Hope you have a bunch of clamps...some for the bottom and some for the top side...alternating as you go.


----------



## bobbydacron (Jul 8, 2012)

MT Stringer said:


> Glue up your boards two at a time. Then glue the panels up in pairs. You wont need lo.ger clamps until the last glue job.
> Hope you have a bunch of clamps...some for the bottom and some for the top side...alternating as you go.
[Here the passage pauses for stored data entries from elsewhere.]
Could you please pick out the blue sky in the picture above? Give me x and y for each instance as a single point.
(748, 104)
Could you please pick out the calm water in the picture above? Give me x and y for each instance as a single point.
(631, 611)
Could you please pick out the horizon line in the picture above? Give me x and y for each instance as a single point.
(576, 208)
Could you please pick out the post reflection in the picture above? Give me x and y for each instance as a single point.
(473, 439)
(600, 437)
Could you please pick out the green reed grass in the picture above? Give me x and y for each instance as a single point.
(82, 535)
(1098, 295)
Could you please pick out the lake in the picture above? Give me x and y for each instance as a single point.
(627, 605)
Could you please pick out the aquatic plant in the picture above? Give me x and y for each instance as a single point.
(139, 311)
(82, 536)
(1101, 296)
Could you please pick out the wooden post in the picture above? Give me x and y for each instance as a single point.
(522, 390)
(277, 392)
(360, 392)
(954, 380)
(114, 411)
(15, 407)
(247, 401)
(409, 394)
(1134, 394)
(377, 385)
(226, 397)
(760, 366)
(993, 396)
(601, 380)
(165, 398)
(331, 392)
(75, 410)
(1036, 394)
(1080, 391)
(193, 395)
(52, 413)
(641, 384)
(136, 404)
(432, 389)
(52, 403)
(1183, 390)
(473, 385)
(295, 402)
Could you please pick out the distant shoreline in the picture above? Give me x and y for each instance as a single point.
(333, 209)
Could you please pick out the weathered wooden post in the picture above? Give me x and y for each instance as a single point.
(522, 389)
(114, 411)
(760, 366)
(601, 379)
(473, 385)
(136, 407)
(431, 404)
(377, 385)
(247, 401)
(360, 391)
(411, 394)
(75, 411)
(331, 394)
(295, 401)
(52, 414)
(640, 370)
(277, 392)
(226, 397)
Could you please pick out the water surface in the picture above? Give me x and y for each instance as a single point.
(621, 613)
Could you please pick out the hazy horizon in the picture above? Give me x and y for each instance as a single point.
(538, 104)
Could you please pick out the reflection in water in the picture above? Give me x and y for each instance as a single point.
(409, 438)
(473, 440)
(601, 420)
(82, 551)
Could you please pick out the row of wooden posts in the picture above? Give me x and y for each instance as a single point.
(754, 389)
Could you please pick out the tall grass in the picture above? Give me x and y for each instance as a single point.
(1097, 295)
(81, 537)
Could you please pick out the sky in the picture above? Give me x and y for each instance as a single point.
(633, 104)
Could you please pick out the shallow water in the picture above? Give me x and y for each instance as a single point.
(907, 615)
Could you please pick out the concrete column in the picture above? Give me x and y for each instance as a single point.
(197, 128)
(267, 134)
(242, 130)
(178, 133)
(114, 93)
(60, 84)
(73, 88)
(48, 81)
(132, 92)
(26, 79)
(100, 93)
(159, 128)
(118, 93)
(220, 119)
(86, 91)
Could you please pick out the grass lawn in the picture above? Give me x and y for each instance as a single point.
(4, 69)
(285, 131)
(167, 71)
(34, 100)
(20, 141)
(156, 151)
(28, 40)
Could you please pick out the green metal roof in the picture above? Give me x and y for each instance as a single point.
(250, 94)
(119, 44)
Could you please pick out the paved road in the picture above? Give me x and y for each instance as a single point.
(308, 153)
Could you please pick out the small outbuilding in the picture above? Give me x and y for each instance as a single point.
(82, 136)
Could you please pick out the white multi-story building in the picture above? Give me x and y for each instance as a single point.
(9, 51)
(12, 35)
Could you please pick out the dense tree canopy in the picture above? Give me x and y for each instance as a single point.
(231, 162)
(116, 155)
Thanks for the words of advice, I'm looking forward to this weekend. This will be a lot of fun


----------



## bobbydacron (Jul 8, 2012)

Thanks for the words of encouragement? I'm sure it will come out fine, and if it doesn't well...I'm sure it'll still be a fun exercise. However I will make sure to count my fingers before and after


----------



## bobbydacron (Jul 8, 2012)

MissionIsMyMission said:


> Without a jointer, tablesaw, Router or planer it's gunna be real difficult to make a somewhat decent table top. Just my humble opinion.
> If you have a lot of skills with hand tools I suppose it could be done with some effort.


Thanks for the words of encouragement? I'm sure it will come out fine, and if it doesn't well...I'm sure it'll still be a fun exercise. However I will make sure to count my fingers before and after


----------



## bobbydacron (Jul 8, 2012)

Thanks everyone for all the advice. Here are my pix as I went from rough wood, to clamps ,to stain and now to being in my dining room with legs on. Next stop sanding,staining and upholstering the chairs, that I can handle on my own.


----------



## firemedic (Dec 26, 2010)

Looks great! :thumbup:


----------